しかし、少女はどの男にも心を惹かれなかったのです。

​───少女は同性しか愛せなかったから。

そしてその少女にも、1つの出会いがありました……』

「……ふぅん」


 私は読みかけの本を一旦閉じでベットに仰向けになった。


「同性しか愛せない……ね」


 そのまんま、今の私だ。

 私はミアリス・アリエットという。15歳になるが、未だ婚約者が出来ないままでいた。……それは、この本の主人公と同じ理由で。


 なぜか女の人達だけに目が惹かれる。美しい女性を見ると目が離せない。

 1度、本気で恋に落ちた人がいた。その人は私と同じ年齢で、その歳にしては異様なほどの美しさを持っていた。その優雅な仕草や落ち着いた表情、何もかもに心を奪われ、気づけば同い年のその少女に恋をしていた。その日から何度もその子のことを考えるようになって、頭がその事でいっぱいになることだってあった。でも、そんな美しい少女に婚約者ができないはずがなく、その子はなんと隣国の王家の令息と婚約を結んでいた。

 そこで恋が呆気なく終わってから、私はすっかり冷めてしまい、叶わない恋なのかと恋をすることさえも諦めていた。

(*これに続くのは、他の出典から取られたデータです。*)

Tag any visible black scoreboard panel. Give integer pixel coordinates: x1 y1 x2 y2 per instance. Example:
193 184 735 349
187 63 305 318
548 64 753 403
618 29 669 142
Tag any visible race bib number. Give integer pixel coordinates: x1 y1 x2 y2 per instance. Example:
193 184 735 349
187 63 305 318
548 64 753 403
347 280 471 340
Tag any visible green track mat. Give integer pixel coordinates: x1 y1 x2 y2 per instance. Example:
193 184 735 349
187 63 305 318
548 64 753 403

 私はただの取り柄のない令嬢で、婚約するのはどうせ男だ。そしていずれ両親に強要されて婚約させられる。

 だから​──


 コンコン

 ノックの音がした。


「……入って」

「失礼します、お嬢様。今日婚約を希望なされる方がご訪問なされますので準備を」

「うん、わかった」


 また、どうせ男だ。

 名前はリンフィと言ったか、少し女の子っぽい名前だけど、そんなの今どきいくらでもいるだろう。


「マリ、ドレスはあのいつものでいいから」

「かしこまりました。今手元にあります」


 メイドのマリが手に持ったドレスを私に渡す。婚約のおねがいは私に対してそんな大事なものでは無いからと、いつもこのシンプルな着やすいものを選んでしまう。

やっぱりいつかはとびきりオシャレをする時が来るんだろうか。それはいつなのか、私には全く検討もつかない。


 着替えが終わり万全な状態に入った。


「お嬢様客室へ」


 ちょうど来たようで、私が部屋を出るとマリは客室まで付き添った。


「失礼します」


 私は部屋に入る。

 そこにあった光景は、私が全く想像もしなかった事で、あまりのことに体が固まり、動けないでいた。声も出ない。

 そこに座っているのは銀髪の美少女だ。間違いない。


「……この度はご招き頂き誠にありがとうございます。リンフィ・ナイジェと申します」


 少女は口を開いた。

 一瞬、私の目がおかしくなったのかと思った。鈴の音のような心地よい声で銀髪の長い髪に赤い目をした小柄な少女だ。

 一瞬女装でもした男か? とも思った。でも多分違う。こんな大事な時にそんなことはしないはず。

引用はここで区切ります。